Unies en 2015, les différentes composantes du mouvement nationalisteCorse n’arrivent pas à s’entendre. Le président autonomiste sortant, Gilles Simeoni, arrivé en tête du premier tour des élections régionales, a écarté lundi soir la possibilité d’une nouvelle coalition nationaliste, semblant poursuivre sa démarche en solo au deuxième tour.

Dans un communiqué, Gilles Simeoni a expliqué lundi soir avoir « proposé à l’ensemble des composantes de la majorité territoriale sortante une démarche commune basée sur six principes ». « Ces différents points n’ont pas été validés jusqu’à ce jour par les différents partenaires potentiels » de sa liste, indique Gilles Simeoni, ajoutant qu'« il semble donc difficile que ces questions essentielles, qui n’ont pu faire l’objet d’un accord malgré plusieurs semaines de discussions, puissent être entérinées en quelques heures ».
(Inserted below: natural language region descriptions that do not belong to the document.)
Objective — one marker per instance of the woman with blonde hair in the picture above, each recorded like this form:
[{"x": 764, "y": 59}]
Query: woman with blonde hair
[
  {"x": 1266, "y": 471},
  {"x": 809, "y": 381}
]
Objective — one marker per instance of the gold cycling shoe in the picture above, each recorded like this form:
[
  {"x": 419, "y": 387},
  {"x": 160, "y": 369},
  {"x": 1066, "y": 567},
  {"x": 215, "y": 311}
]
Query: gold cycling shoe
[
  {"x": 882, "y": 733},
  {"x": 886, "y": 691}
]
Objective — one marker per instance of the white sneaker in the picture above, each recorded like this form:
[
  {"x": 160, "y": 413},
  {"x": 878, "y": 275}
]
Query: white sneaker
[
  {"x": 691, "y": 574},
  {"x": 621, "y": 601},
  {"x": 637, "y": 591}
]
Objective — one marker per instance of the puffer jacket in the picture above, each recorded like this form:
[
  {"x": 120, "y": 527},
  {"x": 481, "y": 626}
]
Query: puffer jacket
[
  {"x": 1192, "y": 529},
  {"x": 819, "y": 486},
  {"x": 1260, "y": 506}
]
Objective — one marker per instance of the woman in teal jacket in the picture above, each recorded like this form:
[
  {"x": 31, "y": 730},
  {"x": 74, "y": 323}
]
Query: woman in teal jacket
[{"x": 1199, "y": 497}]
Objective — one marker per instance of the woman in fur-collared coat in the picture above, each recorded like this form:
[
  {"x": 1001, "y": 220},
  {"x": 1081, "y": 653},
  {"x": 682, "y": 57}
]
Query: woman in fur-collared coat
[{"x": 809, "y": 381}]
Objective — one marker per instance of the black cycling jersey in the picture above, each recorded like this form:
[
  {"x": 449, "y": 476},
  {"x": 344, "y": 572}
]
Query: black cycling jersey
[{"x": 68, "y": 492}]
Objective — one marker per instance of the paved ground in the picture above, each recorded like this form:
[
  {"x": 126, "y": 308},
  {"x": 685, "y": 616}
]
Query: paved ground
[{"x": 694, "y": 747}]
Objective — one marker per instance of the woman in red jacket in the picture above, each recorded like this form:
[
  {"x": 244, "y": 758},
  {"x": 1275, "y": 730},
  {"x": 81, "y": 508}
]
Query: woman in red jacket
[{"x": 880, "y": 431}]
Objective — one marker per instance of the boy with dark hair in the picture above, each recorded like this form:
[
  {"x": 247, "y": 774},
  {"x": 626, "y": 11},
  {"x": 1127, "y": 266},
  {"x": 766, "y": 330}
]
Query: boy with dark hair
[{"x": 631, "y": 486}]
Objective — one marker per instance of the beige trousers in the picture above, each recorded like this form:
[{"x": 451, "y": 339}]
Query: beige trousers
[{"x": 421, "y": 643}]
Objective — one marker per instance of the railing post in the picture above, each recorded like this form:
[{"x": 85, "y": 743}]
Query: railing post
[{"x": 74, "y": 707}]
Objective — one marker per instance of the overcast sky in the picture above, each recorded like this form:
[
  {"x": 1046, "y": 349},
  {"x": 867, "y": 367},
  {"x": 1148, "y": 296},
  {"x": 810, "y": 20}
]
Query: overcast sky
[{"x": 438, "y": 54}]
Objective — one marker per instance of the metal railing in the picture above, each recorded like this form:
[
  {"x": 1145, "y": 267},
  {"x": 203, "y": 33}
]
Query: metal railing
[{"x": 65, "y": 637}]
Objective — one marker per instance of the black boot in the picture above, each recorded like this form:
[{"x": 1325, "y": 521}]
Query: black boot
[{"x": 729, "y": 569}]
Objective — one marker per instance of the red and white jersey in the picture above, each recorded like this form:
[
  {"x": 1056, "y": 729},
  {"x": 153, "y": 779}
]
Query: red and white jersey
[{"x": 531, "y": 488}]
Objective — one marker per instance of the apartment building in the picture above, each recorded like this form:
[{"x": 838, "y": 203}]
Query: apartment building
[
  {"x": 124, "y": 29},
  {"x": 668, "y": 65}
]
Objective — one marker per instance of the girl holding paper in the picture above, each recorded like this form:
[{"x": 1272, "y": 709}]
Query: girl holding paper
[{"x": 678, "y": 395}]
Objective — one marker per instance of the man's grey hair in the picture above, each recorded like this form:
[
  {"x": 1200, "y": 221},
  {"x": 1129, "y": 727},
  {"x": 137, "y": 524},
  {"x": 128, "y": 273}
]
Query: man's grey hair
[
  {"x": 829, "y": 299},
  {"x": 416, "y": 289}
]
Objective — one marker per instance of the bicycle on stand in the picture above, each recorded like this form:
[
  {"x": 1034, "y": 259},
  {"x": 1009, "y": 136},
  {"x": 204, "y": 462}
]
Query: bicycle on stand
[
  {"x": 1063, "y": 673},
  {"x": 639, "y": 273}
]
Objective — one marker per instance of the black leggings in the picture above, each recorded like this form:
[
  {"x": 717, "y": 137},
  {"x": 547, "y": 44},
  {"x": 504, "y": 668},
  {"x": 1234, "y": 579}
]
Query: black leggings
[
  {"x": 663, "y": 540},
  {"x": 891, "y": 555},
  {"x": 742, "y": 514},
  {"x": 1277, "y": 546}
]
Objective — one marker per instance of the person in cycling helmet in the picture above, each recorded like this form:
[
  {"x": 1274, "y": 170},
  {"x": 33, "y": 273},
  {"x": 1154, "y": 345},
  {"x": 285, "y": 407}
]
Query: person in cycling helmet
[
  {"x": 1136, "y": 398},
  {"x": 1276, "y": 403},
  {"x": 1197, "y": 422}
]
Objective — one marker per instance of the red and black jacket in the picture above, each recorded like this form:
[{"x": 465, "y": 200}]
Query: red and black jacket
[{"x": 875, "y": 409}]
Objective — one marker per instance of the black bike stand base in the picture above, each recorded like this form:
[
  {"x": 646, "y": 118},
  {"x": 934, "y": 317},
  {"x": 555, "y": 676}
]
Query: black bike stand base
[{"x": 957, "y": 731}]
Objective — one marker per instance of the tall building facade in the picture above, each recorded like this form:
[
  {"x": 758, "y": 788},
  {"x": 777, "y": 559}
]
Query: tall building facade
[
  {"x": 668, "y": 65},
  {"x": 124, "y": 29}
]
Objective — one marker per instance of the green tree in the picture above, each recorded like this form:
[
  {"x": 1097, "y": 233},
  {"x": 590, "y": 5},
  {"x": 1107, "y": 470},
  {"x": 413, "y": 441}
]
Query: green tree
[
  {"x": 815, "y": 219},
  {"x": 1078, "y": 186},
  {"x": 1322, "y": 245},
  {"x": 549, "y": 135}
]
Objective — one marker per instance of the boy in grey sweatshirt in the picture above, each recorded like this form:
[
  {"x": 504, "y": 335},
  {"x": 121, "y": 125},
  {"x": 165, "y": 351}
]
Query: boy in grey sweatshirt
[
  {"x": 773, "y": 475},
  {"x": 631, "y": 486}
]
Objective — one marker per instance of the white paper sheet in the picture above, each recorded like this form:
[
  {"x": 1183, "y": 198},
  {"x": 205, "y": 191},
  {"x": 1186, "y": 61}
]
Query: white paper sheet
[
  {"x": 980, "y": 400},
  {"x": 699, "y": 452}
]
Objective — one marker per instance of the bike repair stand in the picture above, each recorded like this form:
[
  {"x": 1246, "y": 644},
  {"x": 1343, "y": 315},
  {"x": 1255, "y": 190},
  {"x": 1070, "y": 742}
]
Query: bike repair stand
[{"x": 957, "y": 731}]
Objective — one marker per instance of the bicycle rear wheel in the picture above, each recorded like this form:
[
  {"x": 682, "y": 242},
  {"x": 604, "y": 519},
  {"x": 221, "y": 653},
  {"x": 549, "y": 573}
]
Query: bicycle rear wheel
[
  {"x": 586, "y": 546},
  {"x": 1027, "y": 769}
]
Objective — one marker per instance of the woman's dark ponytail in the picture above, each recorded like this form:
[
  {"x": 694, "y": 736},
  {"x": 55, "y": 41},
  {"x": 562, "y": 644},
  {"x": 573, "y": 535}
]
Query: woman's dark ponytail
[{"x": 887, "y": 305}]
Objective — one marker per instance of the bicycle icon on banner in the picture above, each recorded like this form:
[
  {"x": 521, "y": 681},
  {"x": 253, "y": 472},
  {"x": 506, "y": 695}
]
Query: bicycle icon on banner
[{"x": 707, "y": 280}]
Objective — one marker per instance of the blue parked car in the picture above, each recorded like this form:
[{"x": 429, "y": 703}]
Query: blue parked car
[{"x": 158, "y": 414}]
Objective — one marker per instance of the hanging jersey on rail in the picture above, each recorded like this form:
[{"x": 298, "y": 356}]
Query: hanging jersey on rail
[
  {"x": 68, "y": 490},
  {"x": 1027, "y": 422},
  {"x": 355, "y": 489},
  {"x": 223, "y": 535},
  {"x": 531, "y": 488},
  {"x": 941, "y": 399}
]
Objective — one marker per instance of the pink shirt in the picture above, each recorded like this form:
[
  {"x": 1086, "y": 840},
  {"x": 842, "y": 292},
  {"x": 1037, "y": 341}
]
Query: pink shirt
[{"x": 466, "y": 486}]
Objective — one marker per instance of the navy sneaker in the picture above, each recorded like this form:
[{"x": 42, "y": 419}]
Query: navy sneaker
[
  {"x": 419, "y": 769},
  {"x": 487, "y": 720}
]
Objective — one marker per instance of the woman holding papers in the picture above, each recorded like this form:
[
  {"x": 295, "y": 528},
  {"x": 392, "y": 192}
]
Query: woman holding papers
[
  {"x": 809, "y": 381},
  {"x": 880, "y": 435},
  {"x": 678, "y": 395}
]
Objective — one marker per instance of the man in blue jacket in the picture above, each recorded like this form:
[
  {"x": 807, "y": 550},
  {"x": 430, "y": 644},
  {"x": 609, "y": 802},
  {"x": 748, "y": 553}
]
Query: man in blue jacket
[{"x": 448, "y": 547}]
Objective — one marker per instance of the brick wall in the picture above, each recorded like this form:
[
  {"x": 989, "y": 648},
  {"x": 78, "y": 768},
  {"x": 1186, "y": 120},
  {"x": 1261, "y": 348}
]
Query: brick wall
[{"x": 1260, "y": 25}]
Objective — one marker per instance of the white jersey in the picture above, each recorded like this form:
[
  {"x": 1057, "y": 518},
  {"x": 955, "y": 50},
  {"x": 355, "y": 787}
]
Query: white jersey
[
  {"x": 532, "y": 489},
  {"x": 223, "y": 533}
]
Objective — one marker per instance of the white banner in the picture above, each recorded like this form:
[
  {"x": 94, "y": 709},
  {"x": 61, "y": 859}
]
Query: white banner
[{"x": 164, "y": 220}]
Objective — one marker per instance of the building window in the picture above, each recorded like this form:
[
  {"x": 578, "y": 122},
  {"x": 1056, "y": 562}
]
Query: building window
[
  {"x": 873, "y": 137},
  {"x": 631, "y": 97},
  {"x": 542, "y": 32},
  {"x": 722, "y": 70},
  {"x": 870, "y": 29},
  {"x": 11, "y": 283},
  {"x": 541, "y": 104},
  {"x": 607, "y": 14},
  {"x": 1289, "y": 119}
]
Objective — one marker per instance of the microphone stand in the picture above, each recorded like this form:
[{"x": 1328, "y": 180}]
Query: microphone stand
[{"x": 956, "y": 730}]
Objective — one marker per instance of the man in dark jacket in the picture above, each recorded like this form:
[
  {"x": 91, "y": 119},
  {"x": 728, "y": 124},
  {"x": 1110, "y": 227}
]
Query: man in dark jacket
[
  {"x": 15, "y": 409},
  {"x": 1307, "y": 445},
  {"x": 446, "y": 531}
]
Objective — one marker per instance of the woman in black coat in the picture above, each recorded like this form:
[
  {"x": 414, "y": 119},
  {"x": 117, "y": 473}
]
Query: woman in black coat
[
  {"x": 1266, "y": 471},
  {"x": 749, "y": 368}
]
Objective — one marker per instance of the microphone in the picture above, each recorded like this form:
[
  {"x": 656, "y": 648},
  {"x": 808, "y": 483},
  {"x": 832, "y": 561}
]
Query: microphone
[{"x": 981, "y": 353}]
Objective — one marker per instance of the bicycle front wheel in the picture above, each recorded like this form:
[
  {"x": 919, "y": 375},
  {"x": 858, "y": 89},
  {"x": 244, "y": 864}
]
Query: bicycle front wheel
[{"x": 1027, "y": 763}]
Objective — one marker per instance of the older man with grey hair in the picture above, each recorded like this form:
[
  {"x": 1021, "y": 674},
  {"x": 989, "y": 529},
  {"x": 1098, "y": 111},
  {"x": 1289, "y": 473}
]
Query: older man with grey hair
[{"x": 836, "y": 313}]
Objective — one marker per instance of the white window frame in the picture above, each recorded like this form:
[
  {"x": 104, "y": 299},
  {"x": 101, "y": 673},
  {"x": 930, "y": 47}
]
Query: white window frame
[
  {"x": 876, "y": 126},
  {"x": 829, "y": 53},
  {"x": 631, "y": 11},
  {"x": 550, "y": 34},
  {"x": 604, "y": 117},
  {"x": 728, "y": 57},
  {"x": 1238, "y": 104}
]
Dimanche, lors du premier tour des territoriales, Gilles Simeoni est arrivé en tête avec 29,2 % des suffrages exprimés, devant la liste unie de droite du maire d’Ajaccio Laurent Marcangeli (24,9 %), suivie de la liste du maire autonomiste de Porto-Vecchio Jean-Christophe Angelini (13,2 %) et celle, indépendantiste et refusant toute union au 2e tour de Paul-Felix Benedetti, à la tête du parti radical Core in Fronte (8,4 %). Ces quatre listes peuvent se maintenir au second tour. Sans revirement, quatre listes, dont trois nationalistes, s’affronteront au 2e tour.